A claim for damages arising from the intentional or unintentional torts of an employee of the State must be filed with the Clerk of the Court of Claims and served upon the Attorney General within 90 days after the accrual of the claim (Court of Claims Act §§ 10 [3]; [3-b]). Alternatively, and within that same 90-day period, the claimant may serve upon the Attorney General a written notice of intention to file a claim (id.). It is well established that the filing and service requirements of the Court of Claims Act must be strictly construed (see Finnerty v New York State Thruway Auth., 75 NY2d 721, 722-723 [1989]) and that the failure to comply with those requirements is a jurisdictional defect requiring dismissal of the claim (see id.; Ivy v State of New York, 27 AD3d 1190 [4th Dept 2006]; Brown v State of New York, UID # 2007-038-558, Claim No. 107770, Motion No. M-73868, DeBow, J. [Sept. 10, 2007]; Davis v State of New York, UID # 2006-042-503, Claim No. 107278, Motion No. M-72510, Siegel, J. [Jan. 9, 2007]). Claimant’s Notice of Claim was not timely served because it was not served within 90 days of the latest possible accrual date, nor was the claim filed within that period, and the claim must be dismissed. In light of the foregoing, the Court need not address the disputed issue of whether Claim No. 113094 was, in fact, served upon defendant in December 2006.

Accordingly, it is

ORDERED, that Claim No. 113094 is DISMISSED.

June 30, 2008
Albany, New York

Judge of the Court of Claims

Papers considered

(1) Claim No. 113094, filed December 11, 2006;

(2) Decision and Order, Claim No. 113094, Motion Nos. M-73638 and M-73640,

UID # 2007-038-563;

(3) Order to Show Cause (Motion No. M-74459), dated January 23, 2008;

(4) Affirmation of Sanem Ozdural, Esq., dated February 26, 2008, with Exhibits 1-2;

(5) Reply Affirmation of Paul F. Cagino, Esq., dated March 31, 2008, with Exhibits A-E;

(6) Affidavit of Janet A. Barringer, sworn to March 28, 2008, with Exhibits A-C;

(7) Reply Affirmation of Sanem Ozdural, Esq., dated April 17, 2008;

(8) Affidavit of Kwame Owusu, sworn to April 17, 2008.[2]

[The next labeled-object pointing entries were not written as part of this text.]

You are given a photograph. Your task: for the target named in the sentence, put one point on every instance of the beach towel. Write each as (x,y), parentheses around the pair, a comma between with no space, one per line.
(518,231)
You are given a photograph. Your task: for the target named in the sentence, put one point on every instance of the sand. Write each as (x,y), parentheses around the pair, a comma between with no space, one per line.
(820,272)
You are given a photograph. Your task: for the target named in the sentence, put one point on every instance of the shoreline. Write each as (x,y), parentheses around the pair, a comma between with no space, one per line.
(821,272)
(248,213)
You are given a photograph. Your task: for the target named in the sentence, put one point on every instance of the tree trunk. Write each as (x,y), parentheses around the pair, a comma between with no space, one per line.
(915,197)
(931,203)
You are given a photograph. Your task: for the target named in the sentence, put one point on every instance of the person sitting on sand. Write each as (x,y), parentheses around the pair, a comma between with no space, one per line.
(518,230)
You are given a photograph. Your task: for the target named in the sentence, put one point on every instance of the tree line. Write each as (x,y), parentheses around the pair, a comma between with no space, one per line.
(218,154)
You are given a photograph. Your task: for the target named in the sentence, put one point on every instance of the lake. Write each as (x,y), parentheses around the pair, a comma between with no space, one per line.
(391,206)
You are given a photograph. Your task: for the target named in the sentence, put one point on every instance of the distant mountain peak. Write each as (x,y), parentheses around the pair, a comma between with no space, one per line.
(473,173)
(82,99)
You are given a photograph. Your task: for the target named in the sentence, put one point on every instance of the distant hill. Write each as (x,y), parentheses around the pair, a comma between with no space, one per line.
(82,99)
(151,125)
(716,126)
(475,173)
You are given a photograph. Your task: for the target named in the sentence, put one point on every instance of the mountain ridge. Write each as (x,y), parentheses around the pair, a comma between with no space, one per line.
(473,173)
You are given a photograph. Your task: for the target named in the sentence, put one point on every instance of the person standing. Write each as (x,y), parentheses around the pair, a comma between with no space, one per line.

[1]. The proper name of this process is “Notice of Intention to File a Claim” (see Court of Claims Act § 10).
[2]. Claimant’s affidavit addresses an allegedly erroneous entry in defendant’s records. Claimant does not request the Court’s intervention, nor does this Court possess the authority to order expungement or other equitable relief. Defendant is, however, encouraged to review claimant’s affidavit and take appropriate action.